Do Chi's bite their own nails? I keep Chico's nails trimmed, but lately he has been chewing on/biting his back nails. I've never seen any of my other dogs do this, but then again, they weren't Chi's...Chi's are in their own little worlds...lol.  Also, Chico had these little, um, I don't wanna say scabs, because they're not, they just feel like scabs, but they are white, things on the very very tips on the inside of his ears, what could they be? He's not due to go to the vet until August, but if they are something to be worried about, I will take him ASAP.


----------



## NoahFL (May 14, 2004)

Since we moved up to Virginia, Zeus has begun chewing his back nails. His skin isn't red, so it's not allergy related (I don't think). I keep his nails trimmed, but have no clue why he's doing this.


----------



## luv4mygirls (Feb 20, 2005)

my pit bull used to bite his nails all the time! i couldn't cut them but i could take my nail file and file them for him.


----------



## PeanutButter (Feb 16, 2005)

I have cut Peanut's nails before but its kind of hard.
My Fiance doesnt cut his labrador's nails but since he goes for his walks on concrete before he decides to "do his business" on the grass they usually file on their own.
I dont think that works as well for Peanuts but for the few seconds that he walks across the street his nails do get a bit shorter (significantly) :lol:


----------



## MYCHIBABY (Apr 26, 2005)

That's funny that you ask that about biting/chewing on nails. My Taco does that too. Just his back nails. It seems like he does it when it's about time for them to be cut, and stops for a while right after I cut them. Maybe they're too long and it bothers them????


----------



## Gadget's Mom (Jan 14, 2005)

Gadget has been biting and chewing on his back feet since he was 3 weeks old... there is never anything there that makes me think there is something wrong .. he just likes them.. Mark calls them his chicken wings... because it looks like he is chewing on chicken wings.. hehehe he is really cute when he does this...


----------



## chimom (Apr 1, 2005)

Jasmine doesn't chew on her nails, but my previous chi, Tia, did. Even though we trimmed them, she still chewed on them. I think it's a sort of habit, kind of like some people bite their nails.


----------



## Chico's Mama (May 22, 2005)

Chico only chews on his back, right nails.
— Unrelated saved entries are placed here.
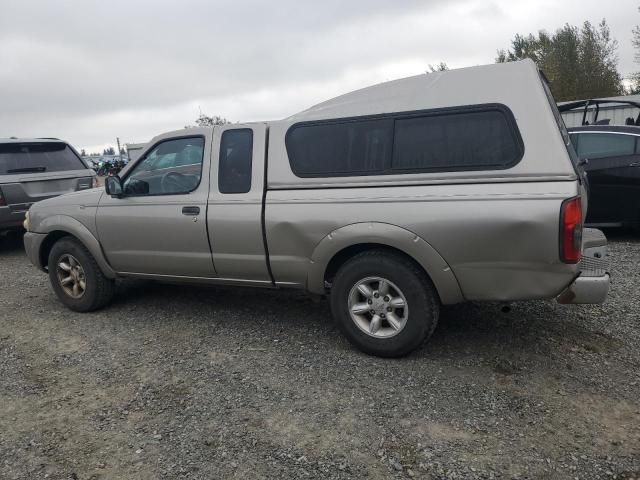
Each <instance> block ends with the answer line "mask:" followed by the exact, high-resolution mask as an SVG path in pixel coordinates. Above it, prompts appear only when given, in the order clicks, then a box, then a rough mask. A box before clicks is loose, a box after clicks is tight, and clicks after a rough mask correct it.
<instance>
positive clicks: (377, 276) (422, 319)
mask: <svg viewBox="0 0 640 480" xmlns="http://www.w3.org/2000/svg"><path fill="white" fill-rule="evenodd" d="M381 280H382V281H383V284H381V283H380V281H381ZM363 284H364V286H367V287H369V290H367V289H366V288H364V287H363ZM377 289H382V293H383V294H382V295H381V294H380V291H378V290H377ZM363 292H364V293H363ZM384 292H387V294H386V295H384ZM365 293H366V294H365ZM369 294H371V295H369ZM376 294H377V295H378V296H377V297H376V296H375V295H376ZM398 299H400V300H398ZM365 303H366V304H367V305H368V307H371V309H370V310H368V311H365V312H364V313H362V311H363V309H365V308H366V305H365ZM403 304H404V307H401V305H403ZM390 309H391V310H390ZM352 310H353V312H354V314H353V315H352V313H351V311H352ZM331 311H332V314H333V317H334V319H335V320H336V322H337V324H338V327H339V328H340V330H341V331H342V333H343V334H344V335H345V336H346V337H347V339H348V340H349V341H350V342H351V343H352V344H353V345H355V346H356V347H358V348H359V349H360V350H362V351H363V352H365V353H368V354H370V355H376V356H379V357H401V356H404V355H406V354H408V353H409V352H411V351H413V350H415V349H416V348H418V347H419V346H420V345H422V344H423V343H424V342H425V341H426V340H427V339H428V338H429V337H430V336H431V334H432V333H433V331H434V330H435V328H436V325H437V323H438V316H439V314H440V300H439V298H438V295H437V293H436V290H435V288H434V286H433V284H432V283H431V280H430V279H429V277H428V276H427V275H426V274H425V273H424V271H423V270H422V269H420V268H419V267H418V266H417V265H415V264H414V263H413V262H412V261H411V260H409V259H407V258H405V257H403V256H402V255H399V254H394V253H392V252H386V251H383V250H369V251H366V252H362V253H360V254H358V255H356V256H355V257H353V258H352V259H351V260H349V261H348V262H346V263H345V264H344V265H342V266H341V267H340V269H339V270H338V272H337V274H336V276H335V278H334V281H333V285H332V288H331ZM376 315H377V316H378V317H381V318H378V319H375V320H374V317H375V316H376ZM382 317H383V318H382ZM392 320H393V321H392ZM374 323H375V326H374Z"/></svg>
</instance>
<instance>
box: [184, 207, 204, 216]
mask: <svg viewBox="0 0 640 480" xmlns="http://www.w3.org/2000/svg"><path fill="white" fill-rule="evenodd" d="M182 214H183V215H200V207H182Z"/></svg>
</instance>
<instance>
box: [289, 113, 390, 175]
mask: <svg viewBox="0 0 640 480" xmlns="http://www.w3.org/2000/svg"><path fill="white" fill-rule="evenodd" d="M392 136H393V120H392V119H382V120H356V121H348V122H340V123H324V124H316V125H302V126H298V127H294V128H293V129H292V130H290V133H289V135H287V150H288V153H289V158H290V161H291V167H292V168H293V171H294V173H296V174H297V175H299V176H320V175H321V176H324V175H327V176H334V175H335V176H339V175H370V174H372V173H375V172H380V173H382V172H383V171H384V170H385V168H386V167H388V160H389V158H390V157H391V148H392Z"/></svg>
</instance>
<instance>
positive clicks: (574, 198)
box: [560, 197, 582, 263]
mask: <svg viewBox="0 0 640 480" xmlns="http://www.w3.org/2000/svg"><path fill="white" fill-rule="evenodd" d="M581 257H582V200H581V199H580V197H575V198H570V199H568V200H565V201H564V202H562V207H561V208H560V259H561V260H562V261H563V262H564V263H578V262H579V261H580V258H581Z"/></svg>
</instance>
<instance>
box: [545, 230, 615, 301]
mask: <svg viewBox="0 0 640 480" xmlns="http://www.w3.org/2000/svg"><path fill="white" fill-rule="evenodd" d="M606 255H607V239H606V237H605V236H604V234H603V233H602V232H601V231H600V230H595V229H592V228H586V229H585V238H584V241H583V252H582V260H581V261H580V273H579V275H578V277H577V278H576V279H575V280H574V281H573V283H571V285H569V286H568V287H567V288H566V289H565V290H563V291H562V293H560V295H558V296H557V297H556V300H557V301H558V303H564V304H567V303H571V304H576V303H591V304H594V303H604V301H605V300H606V298H607V293H608V292H609V283H610V276H609V261H608V260H607V258H606Z"/></svg>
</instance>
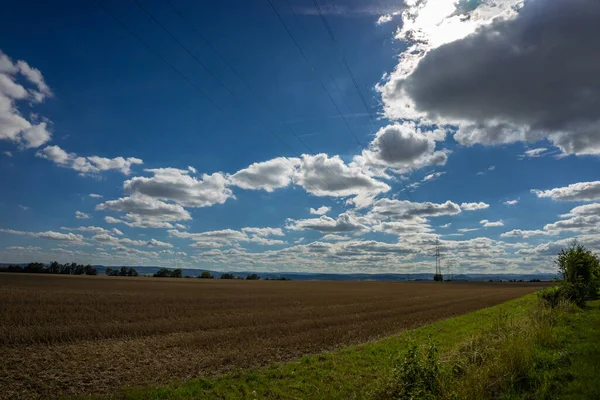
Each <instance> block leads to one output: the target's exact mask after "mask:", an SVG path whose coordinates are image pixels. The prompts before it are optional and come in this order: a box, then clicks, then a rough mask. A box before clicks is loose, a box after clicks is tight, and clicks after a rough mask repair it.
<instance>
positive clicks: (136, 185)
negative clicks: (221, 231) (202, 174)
mask: <svg viewBox="0 0 600 400" xmlns="http://www.w3.org/2000/svg"><path fill="white" fill-rule="evenodd" d="M146 171H147V172H150V173H152V174H153V176H152V177H150V178H147V177H134V178H131V179H129V180H127V181H125V183H124V184H123V186H124V188H125V191H126V192H128V193H130V194H140V195H144V196H146V197H149V198H150V197H151V198H155V199H160V200H171V201H173V202H175V203H177V204H179V205H181V206H184V207H208V206H212V205H214V204H223V203H225V202H226V201H227V199H229V198H235V196H234V195H233V192H232V191H231V189H229V188H227V183H228V181H227V178H226V177H225V176H223V174H221V173H220V172H215V173H213V174H212V175H208V174H203V175H202V178H201V179H197V178H195V177H192V176H190V175H189V171H187V170H182V169H176V168H158V169H147V170H146Z"/></svg>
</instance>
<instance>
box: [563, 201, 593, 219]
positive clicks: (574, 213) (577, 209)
mask: <svg viewBox="0 0 600 400" xmlns="http://www.w3.org/2000/svg"><path fill="white" fill-rule="evenodd" d="M588 215H600V203H592V204H585V205H583V206H577V207H575V208H573V209H572V210H571V211H569V213H568V214H563V215H561V218H568V217H574V216H588Z"/></svg>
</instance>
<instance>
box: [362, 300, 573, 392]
mask: <svg viewBox="0 0 600 400" xmlns="http://www.w3.org/2000/svg"><path fill="white" fill-rule="evenodd" d="M576 310H577V307H575V306H573V305H572V304H571V303H567V302H562V303H561V304H559V305H558V306H556V307H553V308H551V307H546V306H544V305H542V304H540V305H539V306H538V307H537V308H535V309H533V310H530V311H528V312H526V313H525V314H523V315H516V314H511V313H508V312H501V313H499V314H498V315H497V316H495V318H494V320H493V322H492V324H491V326H489V327H488V328H483V329H481V330H478V331H477V332H476V333H474V334H472V335H471V336H469V337H467V338H466V339H465V340H464V341H462V342H461V343H459V344H457V345H456V346H454V347H453V348H452V349H451V350H449V351H447V352H446V353H444V354H440V355H438V352H437V347H436V344H435V343H434V342H433V341H430V342H429V343H424V344H421V345H420V346H419V345H416V344H413V345H411V346H409V348H408V350H406V351H405V352H404V353H403V354H401V355H399V356H398V359H397V363H396V366H395V368H394V370H393V371H392V373H391V374H390V376H388V377H385V378H384V379H383V380H382V382H381V383H380V385H379V386H378V387H377V388H376V390H375V393H374V398H376V399H465V400H471V399H473V400H475V399H490V398H493V399H496V398H515V397H519V398H520V397H522V395H524V394H527V393H529V394H532V395H533V394H535V398H541V399H544V398H551V396H552V393H553V391H554V385H555V382H553V381H552V379H550V377H549V376H548V375H547V374H544V373H543V371H544V367H545V366H547V365H545V364H548V363H550V364H553V365H554V366H556V365H560V364H568V363H569V362H570V359H569V353H568V352H566V351H551V352H548V351H547V350H548V349H557V350H558V349H559V348H560V340H561V339H560V334H559V333H560V325H561V323H562V322H561V321H562V320H563V319H564V317H565V316H567V315H569V314H572V313H574V312H577V311H576ZM407 372H408V373H407Z"/></svg>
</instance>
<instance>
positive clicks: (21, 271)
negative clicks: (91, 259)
mask: <svg viewBox="0 0 600 400" xmlns="http://www.w3.org/2000/svg"><path fill="white" fill-rule="evenodd" d="M0 272H17V273H19V272H20V273H24V274H60V275H97V274H98V272H97V271H96V268H94V267H92V266H91V265H89V264H88V265H82V264H77V263H66V264H59V263H58V262H56V261H53V262H51V263H50V264H49V265H46V264H44V263H38V262H35V263H29V264H27V265H26V266H24V267H22V266H20V265H8V266H6V267H0Z"/></svg>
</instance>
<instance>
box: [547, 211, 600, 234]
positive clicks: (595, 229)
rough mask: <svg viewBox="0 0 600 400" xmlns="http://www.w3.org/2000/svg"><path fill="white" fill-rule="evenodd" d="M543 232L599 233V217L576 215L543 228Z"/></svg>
mask: <svg viewBox="0 0 600 400" xmlns="http://www.w3.org/2000/svg"><path fill="white" fill-rule="evenodd" d="M544 230H546V231H549V232H552V231H555V232H564V231H573V232H583V233H591V232H600V216H599V215H583V216H582V215H578V216H575V217H573V218H570V219H565V220H560V221H556V222H554V223H552V224H547V225H545V226H544Z"/></svg>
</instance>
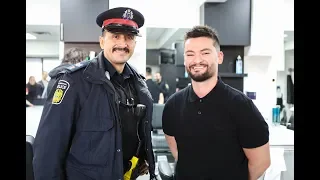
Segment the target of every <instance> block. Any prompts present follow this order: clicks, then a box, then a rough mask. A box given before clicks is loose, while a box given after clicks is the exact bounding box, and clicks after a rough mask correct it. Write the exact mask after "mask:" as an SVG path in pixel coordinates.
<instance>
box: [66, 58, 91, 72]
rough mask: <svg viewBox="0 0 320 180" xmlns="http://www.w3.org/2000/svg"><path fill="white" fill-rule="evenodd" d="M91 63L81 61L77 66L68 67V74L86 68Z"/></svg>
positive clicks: (77, 64)
mask: <svg viewBox="0 0 320 180" xmlns="http://www.w3.org/2000/svg"><path fill="white" fill-rule="evenodd" d="M89 63H90V61H87V60H85V61H81V62H79V63H77V64H70V65H69V66H67V67H66V69H67V72H68V73H74V72H76V71H78V70H80V69H82V68H86V67H87V66H88V65H89Z"/></svg>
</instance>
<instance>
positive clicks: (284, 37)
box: [284, 31, 294, 42]
mask: <svg viewBox="0 0 320 180" xmlns="http://www.w3.org/2000/svg"><path fill="white" fill-rule="evenodd" d="M284 34H286V35H287V36H286V37H284V41H285V42H289V41H294V31H285V32H284Z"/></svg>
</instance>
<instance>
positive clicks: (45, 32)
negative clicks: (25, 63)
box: [26, 25, 60, 42]
mask: <svg viewBox="0 0 320 180" xmlns="http://www.w3.org/2000/svg"><path fill="white" fill-rule="evenodd" d="M26 33H30V34H32V35H34V36H36V37H37V39H35V40H28V39H27V40H26V41H56V42H58V41H60V26H58V25H26Z"/></svg>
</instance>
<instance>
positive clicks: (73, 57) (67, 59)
mask: <svg viewBox="0 0 320 180" xmlns="http://www.w3.org/2000/svg"><path fill="white" fill-rule="evenodd" d="M87 56H88V55H87V53H86V52H85V51H84V50H83V49H81V48H70V49H68V50H67V52H66V53H65V54H64V56H63V59H62V62H61V64H60V65H59V66H57V67H55V68H54V69H52V70H51V71H50V72H49V76H50V81H49V83H48V87H47V95H49V93H50V91H51V89H52V87H53V85H54V84H55V82H56V81H57V79H56V78H57V76H58V75H59V74H60V73H61V72H62V71H66V70H68V68H70V67H71V66H70V64H77V63H80V62H82V61H84V60H85V59H86V57H87ZM83 63H88V62H83Z"/></svg>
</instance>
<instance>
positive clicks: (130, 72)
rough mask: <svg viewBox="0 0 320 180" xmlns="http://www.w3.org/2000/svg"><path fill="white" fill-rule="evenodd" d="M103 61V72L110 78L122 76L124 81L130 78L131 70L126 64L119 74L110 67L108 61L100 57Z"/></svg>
mask: <svg viewBox="0 0 320 180" xmlns="http://www.w3.org/2000/svg"><path fill="white" fill-rule="evenodd" d="M102 58H103V61H104V66H105V71H108V72H109V75H110V78H112V77H114V76H117V75H122V77H123V78H124V79H128V78H130V76H131V75H133V73H132V71H131V69H130V68H129V67H128V64H127V63H126V64H125V66H124V69H123V72H122V73H121V74H119V73H118V72H117V71H116V69H115V68H114V67H113V66H112V64H111V63H110V61H109V60H107V58H105V57H104V56H102Z"/></svg>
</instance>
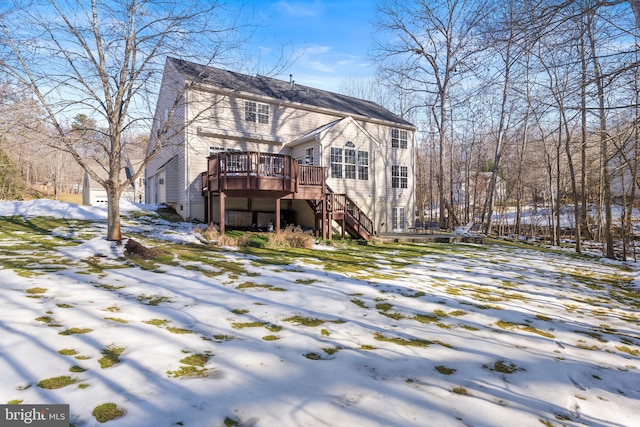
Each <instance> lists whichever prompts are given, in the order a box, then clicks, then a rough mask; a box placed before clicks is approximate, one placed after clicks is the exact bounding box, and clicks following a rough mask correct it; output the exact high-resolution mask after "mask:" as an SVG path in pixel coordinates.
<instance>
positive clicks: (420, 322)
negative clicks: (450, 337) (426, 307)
mask: <svg viewBox="0 0 640 427" xmlns="http://www.w3.org/2000/svg"><path fill="white" fill-rule="evenodd" d="M412 319H413V320H417V321H418V322H420V323H436V322H438V321H440V318H439V317H438V316H436V315H434V314H416V315H415V316H413V317H412Z"/></svg>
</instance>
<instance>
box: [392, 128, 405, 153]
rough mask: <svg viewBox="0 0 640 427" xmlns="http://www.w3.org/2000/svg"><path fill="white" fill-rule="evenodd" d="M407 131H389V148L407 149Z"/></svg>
mask: <svg viewBox="0 0 640 427" xmlns="http://www.w3.org/2000/svg"><path fill="white" fill-rule="evenodd" d="M407 141H408V138H407V131H406V130H402V129H391V146H392V147H393V148H402V149H406V148H407Z"/></svg>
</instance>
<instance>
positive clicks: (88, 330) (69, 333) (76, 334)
mask: <svg viewBox="0 0 640 427" xmlns="http://www.w3.org/2000/svg"><path fill="white" fill-rule="evenodd" d="M91 331H93V329H90V328H70V329H67V330H66V331H62V332H58V334H60V335H82V334H88V333H89V332H91Z"/></svg>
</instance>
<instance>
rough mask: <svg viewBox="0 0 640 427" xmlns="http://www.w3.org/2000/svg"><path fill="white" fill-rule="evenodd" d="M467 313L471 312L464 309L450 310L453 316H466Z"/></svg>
mask: <svg viewBox="0 0 640 427" xmlns="http://www.w3.org/2000/svg"><path fill="white" fill-rule="evenodd" d="M467 314H469V313H467V312H466V311H464V310H453V311H450V312H449V316H453V317H462V316H466V315H467Z"/></svg>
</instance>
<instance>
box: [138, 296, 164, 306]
mask: <svg viewBox="0 0 640 427" xmlns="http://www.w3.org/2000/svg"><path fill="white" fill-rule="evenodd" d="M138 301H140V302H141V303H143V304H146V305H153V306H157V305H160V303H163V302H169V303H170V302H171V298H169V297H167V296H159V295H145V294H141V295H138Z"/></svg>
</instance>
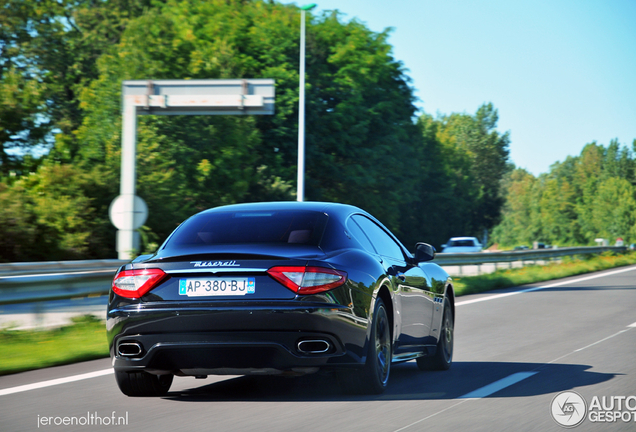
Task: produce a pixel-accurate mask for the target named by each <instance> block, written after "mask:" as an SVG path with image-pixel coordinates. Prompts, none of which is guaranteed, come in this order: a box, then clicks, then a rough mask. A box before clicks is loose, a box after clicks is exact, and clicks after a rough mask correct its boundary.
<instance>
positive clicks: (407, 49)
mask: <svg viewBox="0 0 636 432" xmlns="http://www.w3.org/2000/svg"><path fill="white" fill-rule="evenodd" d="M313 1H315V2H316V3H317V4H318V7H317V8H316V9H315V11H317V12H318V13H319V12H320V11H323V10H333V9H338V10H339V11H340V12H342V13H343V14H344V20H346V21H349V20H351V19H354V18H355V19H357V20H359V21H361V22H364V23H365V24H366V25H367V27H369V28H370V29H371V30H373V31H376V32H379V31H382V30H384V29H385V28H387V27H392V28H393V29H394V30H393V32H392V35H391V37H390V39H389V42H390V43H391V45H392V46H393V55H394V57H395V58H396V59H397V60H399V61H401V62H402V63H403V64H404V67H405V68H406V69H407V74H408V76H410V77H411V79H412V80H413V81H412V83H411V84H412V86H413V87H414V88H415V90H416V93H415V94H416V96H417V97H418V98H419V99H420V101H419V102H418V106H419V107H420V108H421V109H423V110H424V111H426V112H427V113H431V114H436V113H437V112H439V113H442V114H450V113H452V112H466V113H471V114H472V113H474V112H475V111H476V110H477V108H478V107H479V106H480V105H481V104H482V103H484V102H492V103H493V104H494V106H495V107H496V108H497V109H498V111H499V126H498V129H499V131H501V132H505V131H510V135H511V145H510V156H511V159H512V161H513V162H514V163H515V165H517V166H518V167H522V168H526V169H527V170H528V171H530V172H531V173H533V174H535V175H539V174H540V173H544V172H548V171H549V167H550V165H551V164H552V163H554V162H556V161H563V160H564V159H565V158H566V157H567V156H568V155H578V154H580V152H581V149H582V148H583V146H584V145H585V144H586V143H589V142H592V141H597V142H598V143H600V144H603V145H607V144H609V142H610V140H611V139H614V138H618V140H619V142H620V143H621V144H623V145H627V146H629V147H630V148H631V145H632V141H633V140H634V139H636V0H604V1H602V0H598V1H591V0H576V1H575V0H552V1H546V0H532V1H527V0H523V1H510V0H480V1H469V0H462V1H453V0H449V1H439V0H437V1H434V0H392V1H390V0H313ZM282 3H295V4H297V5H299V6H303V5H306V4H309V3H312V1H307V2H298V1H294V2H290V1H287V0H283V1H282Z"/></svg>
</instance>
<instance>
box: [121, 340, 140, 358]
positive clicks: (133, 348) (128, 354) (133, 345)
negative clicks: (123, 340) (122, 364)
mask: <svg viewBox="0 0 636 432" xmlns="http://www.w3.org/2000/svg"><path fill="white" fill-rule="evenodd" d="M142 351H143V349H142V348H141V344H140V343H138V342H123V343H120V344H119V345H118V346H117V354H119V355H120V356H123V357H136V356H139V355H141V352H142Z"/></svg>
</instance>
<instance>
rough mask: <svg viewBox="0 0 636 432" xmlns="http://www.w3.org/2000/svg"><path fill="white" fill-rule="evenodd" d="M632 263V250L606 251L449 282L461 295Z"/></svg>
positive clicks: (455, 279) (453, 279)
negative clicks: (612, 251)
mask: <svg viewBox="0 0 636 432" xmlns="http://www.w3.org/2000/svg"><path fill="white" fill-rule="evenodd" d="M634 264H636V253H633V252H629V253H627V254H612V253H606V254H602V255H600V256H599V255H596V256H574V257H566V258H564V259H563V260H562V262H560V263H551V264H547V265H541V266H540V265H533V266H526V267H523V268H520V269H510V270H497V271H496V272H494V273H489V274H484V275H479V276H471V277H463V278H453V281H454V284H455V285H454V288H455V294H456V295H458V296H461V295H467V294H477V293H480V292H486V291H491V290H494V289H502V288H512V287H515V286H520V285H528V284H531V283H536V282H542V281H547V280H554V279H560V278H565V277H570V276H576V275H579V274H585V273H592V272H596V271H601V270H606V269H610V268H615V267H624V266H628V265H634Z"/></svg>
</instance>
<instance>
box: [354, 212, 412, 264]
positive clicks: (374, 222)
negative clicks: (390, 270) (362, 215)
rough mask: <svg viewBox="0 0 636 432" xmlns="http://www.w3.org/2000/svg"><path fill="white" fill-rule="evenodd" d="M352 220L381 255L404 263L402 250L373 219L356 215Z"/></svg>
mask: <svg viewBox="0 0 636 432" xmlns="http://www.w3.org/2000/svg"><path fill="white" fill-rule="evenodd" d="M352 219H353V220H354V221H355V222H357V223H358V225H360V228H362V231H364V232H365V233H366V234H367V236H368V237H369V239H370V240H371V243H372V244H373V246H374V247H375V249H376V250H377V251H378V253H379V254H380V255H383V256H386V257H389V258H394V259H398V260H401V261H404V254H403V253H402V248H401V247H400V245H398V244H397V243H396V242H395V240H393V239H392V238H391V236H389V235H388V234H387V233H386V232H385V231H384V230H383V229H382V228H380V227H379V226H378V225H376V223H375V222H373V221H372V220H371V219H369V218H366V217H364V216H361V215H354V216H353V217H352Z"/></svg>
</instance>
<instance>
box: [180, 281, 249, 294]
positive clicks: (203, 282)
mask: <svg viewBox="0 0 636 432" xmlns="http://www.w3.org/2000/svg"><path fill="white" fill-rule="evenodd" d="M255 292H256V282H255V281H254V278H241V277H238V278H233V277H222V278H213V279H180V280H179V295H185V296H188V297H209V296H236V295H245V294H254V293H255Z"/></svg>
I think its time to get a trim anyways.


----------



## janiebabes (Mar 30, 2004)

All three of mine do and i keep them trimmed


----------



## loubie1736 (May 23, 2005)

My Lola bites on her back toes and nails too!! She always has done from 7 wks old!! And we say she's chewing on her chicken wings too just like Gadget's mom, coz she kinda sucks them too!! :lol: 

I don't think there's anything wrong with her at all.... I thought she just likes it and its her way of cleaning her toe nails like having a manicure!!


----------



## xx-nathalie-xx (Jan 10, 2005)

i never saw one of mine do that ....must look funny  

kisses nat


----------



## nabi (Nov 25, 2004)

Bella chews her back nails and my mother's chi did also. Their nails are trimmed..........so I think they just like to do it LOL


----------